In the early 1990's we bought a town home in a nice gated neighborhood in North San Diego County, California. We paid $125,000 for it; two years later the same town homes were selling for $65,000 as the housing market tanked. Only two years after that the market recovered and by 2005 those same town homes were selling for $350,000 dollars.
Will we soon see a similar rebound in home prices? Well, that is problematic. Contrast the early 90's with the situation we have now. Back then, the government allowed the free market to determine home prices; no government entity stepped forward to interrupt the natural cycle of the free market. No government entity, in an effort to curry voter favor, beat up on the realtors, the mortgage brokers, the banks or the homeowner paying his mortgage payments on time. We had no Congressional banking committee hammering banks to reduce the principle and interest rates to homeowners in an effort to keep them from walking away from their mortgage. Most important, we still had the Glass-Steagull Act which mandated that commercial and investment banks be kept as separate entities. The Clinton Administration's cancellation of Glass-Steagull set off an orgy of heavily speculated trades in mortgage-backed security futures. Finally, we had no House Banking Committee forcing Fannie Mae and Freddie Mac to offer home loans to minorities regardless of their financial qualifications.

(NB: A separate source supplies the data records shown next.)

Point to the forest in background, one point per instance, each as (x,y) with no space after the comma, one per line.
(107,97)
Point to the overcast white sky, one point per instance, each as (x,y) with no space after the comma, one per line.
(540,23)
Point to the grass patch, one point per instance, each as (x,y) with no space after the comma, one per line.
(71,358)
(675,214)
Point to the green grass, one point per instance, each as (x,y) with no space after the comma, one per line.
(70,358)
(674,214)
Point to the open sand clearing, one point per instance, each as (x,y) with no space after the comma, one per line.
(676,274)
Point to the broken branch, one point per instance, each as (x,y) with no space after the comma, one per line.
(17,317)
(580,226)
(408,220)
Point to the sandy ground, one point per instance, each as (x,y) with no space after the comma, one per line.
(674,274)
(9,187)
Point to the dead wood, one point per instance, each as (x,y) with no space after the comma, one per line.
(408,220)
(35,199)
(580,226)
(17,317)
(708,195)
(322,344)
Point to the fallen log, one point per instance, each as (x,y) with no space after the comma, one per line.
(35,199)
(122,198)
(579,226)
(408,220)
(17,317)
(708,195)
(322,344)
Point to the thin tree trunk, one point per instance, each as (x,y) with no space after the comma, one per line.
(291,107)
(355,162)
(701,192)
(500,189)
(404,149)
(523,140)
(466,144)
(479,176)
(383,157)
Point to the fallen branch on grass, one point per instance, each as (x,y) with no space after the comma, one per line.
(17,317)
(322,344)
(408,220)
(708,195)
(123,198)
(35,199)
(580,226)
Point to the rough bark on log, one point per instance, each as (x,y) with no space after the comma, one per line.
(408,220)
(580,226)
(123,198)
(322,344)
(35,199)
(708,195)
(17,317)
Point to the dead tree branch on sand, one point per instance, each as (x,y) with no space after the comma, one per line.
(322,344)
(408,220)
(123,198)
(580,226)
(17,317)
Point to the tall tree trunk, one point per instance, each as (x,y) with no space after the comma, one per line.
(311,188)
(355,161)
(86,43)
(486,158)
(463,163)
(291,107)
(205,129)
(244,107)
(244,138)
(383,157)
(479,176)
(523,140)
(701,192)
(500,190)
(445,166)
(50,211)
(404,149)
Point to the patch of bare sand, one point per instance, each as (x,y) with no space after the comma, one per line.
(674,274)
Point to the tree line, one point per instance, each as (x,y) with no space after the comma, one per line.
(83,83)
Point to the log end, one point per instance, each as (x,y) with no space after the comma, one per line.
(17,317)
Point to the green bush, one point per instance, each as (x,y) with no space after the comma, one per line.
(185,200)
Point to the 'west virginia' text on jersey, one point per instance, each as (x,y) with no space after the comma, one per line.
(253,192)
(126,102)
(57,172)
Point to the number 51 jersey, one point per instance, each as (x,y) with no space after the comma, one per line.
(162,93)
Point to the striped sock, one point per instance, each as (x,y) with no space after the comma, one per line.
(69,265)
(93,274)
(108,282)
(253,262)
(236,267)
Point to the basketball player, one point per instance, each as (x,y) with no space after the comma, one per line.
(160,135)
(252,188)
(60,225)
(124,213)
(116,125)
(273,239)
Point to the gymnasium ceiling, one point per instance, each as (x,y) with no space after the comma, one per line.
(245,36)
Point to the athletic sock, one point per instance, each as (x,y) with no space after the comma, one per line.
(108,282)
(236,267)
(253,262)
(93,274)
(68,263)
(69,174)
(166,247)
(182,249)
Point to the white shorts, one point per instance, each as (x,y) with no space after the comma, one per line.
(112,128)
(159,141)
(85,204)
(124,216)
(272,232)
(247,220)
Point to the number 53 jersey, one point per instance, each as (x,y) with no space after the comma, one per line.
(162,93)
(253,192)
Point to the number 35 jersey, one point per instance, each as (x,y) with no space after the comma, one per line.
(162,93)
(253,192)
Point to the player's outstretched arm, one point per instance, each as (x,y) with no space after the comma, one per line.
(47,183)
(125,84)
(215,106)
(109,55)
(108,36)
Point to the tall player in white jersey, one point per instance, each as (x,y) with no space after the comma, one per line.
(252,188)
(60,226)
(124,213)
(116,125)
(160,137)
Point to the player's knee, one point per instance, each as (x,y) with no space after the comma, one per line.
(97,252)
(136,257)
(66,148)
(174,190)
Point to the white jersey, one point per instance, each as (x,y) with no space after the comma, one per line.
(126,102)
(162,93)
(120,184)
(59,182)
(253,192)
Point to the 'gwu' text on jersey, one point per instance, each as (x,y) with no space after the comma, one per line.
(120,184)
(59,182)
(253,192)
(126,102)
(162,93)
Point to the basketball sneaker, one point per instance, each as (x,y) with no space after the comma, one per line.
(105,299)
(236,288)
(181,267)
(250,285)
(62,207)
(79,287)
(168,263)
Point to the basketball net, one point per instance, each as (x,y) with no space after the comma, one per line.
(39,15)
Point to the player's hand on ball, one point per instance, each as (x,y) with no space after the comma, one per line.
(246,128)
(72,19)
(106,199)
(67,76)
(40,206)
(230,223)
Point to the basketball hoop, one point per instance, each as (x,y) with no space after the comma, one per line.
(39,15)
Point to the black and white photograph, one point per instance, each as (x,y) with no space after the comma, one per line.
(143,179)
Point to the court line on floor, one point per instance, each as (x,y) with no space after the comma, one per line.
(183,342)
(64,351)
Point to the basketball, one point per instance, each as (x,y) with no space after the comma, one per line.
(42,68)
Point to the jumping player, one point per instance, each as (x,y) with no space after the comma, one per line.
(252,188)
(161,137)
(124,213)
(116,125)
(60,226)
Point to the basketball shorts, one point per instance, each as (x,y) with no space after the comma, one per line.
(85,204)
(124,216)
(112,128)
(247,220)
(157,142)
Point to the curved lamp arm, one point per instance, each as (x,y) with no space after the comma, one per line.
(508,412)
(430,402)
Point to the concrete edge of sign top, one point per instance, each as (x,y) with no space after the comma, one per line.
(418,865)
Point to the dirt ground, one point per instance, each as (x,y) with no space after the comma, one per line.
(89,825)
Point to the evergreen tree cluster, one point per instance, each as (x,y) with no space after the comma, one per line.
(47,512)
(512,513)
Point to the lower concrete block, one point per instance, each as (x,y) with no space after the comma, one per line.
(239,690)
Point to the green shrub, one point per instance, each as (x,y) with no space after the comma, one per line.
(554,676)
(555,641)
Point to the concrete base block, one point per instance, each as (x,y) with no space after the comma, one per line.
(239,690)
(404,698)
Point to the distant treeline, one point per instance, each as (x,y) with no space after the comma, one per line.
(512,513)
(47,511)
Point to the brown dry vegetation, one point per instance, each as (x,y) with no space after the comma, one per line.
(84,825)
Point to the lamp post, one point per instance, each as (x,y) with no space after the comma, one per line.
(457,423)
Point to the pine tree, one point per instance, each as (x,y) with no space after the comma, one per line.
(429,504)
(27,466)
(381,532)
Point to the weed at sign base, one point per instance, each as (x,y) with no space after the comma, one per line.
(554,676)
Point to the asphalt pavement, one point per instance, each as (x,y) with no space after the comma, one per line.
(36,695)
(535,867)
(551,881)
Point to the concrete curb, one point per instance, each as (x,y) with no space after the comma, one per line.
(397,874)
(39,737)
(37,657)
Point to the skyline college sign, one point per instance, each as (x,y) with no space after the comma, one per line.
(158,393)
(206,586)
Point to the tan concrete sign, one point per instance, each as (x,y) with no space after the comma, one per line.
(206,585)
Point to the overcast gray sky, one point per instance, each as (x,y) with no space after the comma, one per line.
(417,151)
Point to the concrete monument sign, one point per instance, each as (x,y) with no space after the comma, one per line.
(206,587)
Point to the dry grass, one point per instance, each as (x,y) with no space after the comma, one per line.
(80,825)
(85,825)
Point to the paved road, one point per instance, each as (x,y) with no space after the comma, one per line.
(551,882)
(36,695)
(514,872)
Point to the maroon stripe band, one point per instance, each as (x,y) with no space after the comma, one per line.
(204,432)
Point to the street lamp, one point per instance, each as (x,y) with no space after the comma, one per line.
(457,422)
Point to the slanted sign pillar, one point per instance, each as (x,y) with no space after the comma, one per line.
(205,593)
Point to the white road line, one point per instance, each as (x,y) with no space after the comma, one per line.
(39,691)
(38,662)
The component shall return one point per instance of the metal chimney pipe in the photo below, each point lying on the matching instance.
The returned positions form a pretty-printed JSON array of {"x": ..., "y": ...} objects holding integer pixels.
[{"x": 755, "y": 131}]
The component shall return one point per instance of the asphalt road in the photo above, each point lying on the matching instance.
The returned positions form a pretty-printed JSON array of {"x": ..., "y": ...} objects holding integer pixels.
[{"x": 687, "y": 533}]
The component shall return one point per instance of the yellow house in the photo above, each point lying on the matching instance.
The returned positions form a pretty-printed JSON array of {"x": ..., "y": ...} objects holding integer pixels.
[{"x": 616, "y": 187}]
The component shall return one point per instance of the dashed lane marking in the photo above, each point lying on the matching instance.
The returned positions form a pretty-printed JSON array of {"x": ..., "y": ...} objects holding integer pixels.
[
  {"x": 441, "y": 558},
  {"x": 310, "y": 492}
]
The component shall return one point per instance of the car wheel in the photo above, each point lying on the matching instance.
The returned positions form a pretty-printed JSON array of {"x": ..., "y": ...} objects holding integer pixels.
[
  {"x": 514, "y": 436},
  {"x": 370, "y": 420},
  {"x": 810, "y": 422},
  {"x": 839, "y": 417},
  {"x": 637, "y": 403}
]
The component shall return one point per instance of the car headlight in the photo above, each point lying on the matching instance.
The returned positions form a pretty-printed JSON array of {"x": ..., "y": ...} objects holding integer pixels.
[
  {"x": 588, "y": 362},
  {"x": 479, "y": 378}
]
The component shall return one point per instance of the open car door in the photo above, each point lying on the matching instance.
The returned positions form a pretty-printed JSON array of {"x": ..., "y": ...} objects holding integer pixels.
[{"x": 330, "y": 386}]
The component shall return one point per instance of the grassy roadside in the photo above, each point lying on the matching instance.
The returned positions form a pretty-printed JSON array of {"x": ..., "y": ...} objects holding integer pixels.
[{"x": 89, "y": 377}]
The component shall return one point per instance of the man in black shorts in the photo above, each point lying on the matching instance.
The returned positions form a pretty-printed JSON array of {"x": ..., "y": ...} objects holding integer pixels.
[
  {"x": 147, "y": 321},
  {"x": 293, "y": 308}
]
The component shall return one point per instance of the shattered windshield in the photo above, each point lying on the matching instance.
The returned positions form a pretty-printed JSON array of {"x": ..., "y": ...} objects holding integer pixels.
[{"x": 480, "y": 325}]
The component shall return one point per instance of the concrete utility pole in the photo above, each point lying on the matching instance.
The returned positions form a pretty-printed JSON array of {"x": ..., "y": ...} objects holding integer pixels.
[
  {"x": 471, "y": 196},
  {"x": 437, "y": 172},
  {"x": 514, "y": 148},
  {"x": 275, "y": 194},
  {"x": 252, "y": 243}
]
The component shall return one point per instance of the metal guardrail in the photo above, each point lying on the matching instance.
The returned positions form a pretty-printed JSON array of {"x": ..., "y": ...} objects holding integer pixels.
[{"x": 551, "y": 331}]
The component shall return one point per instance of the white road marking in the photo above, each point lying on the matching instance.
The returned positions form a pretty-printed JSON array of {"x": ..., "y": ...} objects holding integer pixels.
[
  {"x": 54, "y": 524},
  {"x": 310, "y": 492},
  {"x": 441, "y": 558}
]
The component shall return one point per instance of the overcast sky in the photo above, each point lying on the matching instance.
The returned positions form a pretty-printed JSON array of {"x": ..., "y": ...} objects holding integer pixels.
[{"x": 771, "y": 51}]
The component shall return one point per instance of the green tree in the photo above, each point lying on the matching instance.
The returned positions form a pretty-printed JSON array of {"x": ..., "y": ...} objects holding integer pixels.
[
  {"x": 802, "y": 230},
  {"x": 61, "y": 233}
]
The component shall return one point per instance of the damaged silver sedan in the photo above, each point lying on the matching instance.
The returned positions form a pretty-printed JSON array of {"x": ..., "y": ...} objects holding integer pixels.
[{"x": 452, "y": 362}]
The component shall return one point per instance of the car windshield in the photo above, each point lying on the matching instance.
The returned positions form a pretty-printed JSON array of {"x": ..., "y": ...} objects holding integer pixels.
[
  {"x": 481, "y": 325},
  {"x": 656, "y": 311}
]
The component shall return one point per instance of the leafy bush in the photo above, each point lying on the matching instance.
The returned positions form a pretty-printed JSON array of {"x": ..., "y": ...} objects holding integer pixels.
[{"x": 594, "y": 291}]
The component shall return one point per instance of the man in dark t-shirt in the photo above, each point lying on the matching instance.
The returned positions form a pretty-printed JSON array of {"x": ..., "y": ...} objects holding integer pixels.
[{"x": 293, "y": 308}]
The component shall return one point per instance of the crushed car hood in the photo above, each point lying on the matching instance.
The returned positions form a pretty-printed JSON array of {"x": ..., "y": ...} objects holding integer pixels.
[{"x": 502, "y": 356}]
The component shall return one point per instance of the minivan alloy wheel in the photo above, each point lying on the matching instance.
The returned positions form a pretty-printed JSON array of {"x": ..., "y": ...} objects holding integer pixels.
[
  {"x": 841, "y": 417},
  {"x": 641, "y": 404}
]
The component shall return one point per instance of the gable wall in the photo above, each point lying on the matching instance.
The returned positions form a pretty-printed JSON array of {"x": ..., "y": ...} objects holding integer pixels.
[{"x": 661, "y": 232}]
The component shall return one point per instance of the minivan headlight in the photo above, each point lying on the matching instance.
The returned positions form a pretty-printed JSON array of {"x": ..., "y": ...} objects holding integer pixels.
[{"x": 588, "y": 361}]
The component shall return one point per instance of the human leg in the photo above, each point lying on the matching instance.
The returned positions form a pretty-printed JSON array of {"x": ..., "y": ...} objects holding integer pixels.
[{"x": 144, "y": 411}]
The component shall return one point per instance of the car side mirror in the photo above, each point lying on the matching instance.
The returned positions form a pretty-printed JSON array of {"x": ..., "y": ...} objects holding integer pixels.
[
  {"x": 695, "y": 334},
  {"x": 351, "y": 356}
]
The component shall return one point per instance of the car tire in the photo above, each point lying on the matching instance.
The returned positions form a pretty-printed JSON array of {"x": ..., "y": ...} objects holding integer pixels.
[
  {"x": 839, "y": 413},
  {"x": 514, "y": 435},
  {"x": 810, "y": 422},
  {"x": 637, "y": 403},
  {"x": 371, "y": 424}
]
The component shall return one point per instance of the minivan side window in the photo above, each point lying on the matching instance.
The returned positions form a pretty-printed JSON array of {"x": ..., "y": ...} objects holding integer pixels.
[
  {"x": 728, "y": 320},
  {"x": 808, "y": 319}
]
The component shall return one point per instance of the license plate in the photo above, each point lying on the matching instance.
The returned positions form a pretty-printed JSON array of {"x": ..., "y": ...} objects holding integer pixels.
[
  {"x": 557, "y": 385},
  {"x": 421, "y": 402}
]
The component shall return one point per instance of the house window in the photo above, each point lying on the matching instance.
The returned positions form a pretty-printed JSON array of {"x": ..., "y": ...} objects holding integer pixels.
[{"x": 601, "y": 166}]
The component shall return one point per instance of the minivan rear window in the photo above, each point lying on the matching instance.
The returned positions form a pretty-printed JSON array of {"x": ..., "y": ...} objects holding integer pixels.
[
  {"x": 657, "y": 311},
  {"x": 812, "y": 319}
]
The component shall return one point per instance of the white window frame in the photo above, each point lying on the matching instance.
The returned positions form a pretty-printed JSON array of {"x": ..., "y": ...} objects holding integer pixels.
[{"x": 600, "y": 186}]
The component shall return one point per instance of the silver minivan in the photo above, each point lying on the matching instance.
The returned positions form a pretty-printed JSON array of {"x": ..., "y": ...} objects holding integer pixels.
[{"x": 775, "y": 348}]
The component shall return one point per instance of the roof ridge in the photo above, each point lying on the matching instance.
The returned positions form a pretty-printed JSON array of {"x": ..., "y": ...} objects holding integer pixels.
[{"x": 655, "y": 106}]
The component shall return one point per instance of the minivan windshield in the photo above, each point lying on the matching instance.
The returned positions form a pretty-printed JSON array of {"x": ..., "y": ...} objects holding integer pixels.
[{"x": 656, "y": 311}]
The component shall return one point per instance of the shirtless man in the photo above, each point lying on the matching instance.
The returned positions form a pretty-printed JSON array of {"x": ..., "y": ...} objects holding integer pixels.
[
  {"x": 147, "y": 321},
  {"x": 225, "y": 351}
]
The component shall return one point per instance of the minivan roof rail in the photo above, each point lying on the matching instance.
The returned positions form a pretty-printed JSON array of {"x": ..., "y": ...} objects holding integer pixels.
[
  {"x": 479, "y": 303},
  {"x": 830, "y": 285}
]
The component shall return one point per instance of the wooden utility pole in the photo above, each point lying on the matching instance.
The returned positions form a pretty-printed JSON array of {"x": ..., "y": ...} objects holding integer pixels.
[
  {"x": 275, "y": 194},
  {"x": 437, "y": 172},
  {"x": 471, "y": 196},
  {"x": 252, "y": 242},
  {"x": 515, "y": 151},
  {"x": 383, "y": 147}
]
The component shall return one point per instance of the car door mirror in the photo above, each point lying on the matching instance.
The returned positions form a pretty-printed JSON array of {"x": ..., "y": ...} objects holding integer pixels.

What this massive government interference has done is delay and disrupt the natural cycle of a market-driven housing market. As a result, while the housing market should have recovered within a couple of years, we are now in a fractured real estate market five years after the correction began. The feds are now saying at least two million more short sales and foreclosures are forecasted for the coming year. It could be even worse since the number of homeowners delinquent on their mortgage payments for 3 months or more is increasing. The latest rates of sales of new and existing homes are dismal as well, indicating further declines in home prices.
Further compounding the problem is the horrible unemployment rates. Folks can't make their mortgage payments if they don't have a job. Secondly, the fear of job security has hammered the "mobility factor"; many homeowners are so under water on their mortgages they cannot sell their house and move to another location where job prospects may be more favorable.
Has there ever been a better argument against government interference? Had the government left Glass-Steagull alone we wouldn't have had these casino type mortgage futures trading, with the accompanying financial collapse. If following that catastrophe, government had punished the guilty and left the rest of the housing market alone we would have been well on our way to a housing recovery. A housing recovery would raise consumer confidence and boost economic activity and a couple of million Americans would be back to building housing!
As long as the government keeps poking their nose into the free market we'll continue to suffer and the housing recovery will continue to be long and painful. If you don't believe that I have some swampland in Florida you may want to take a look at.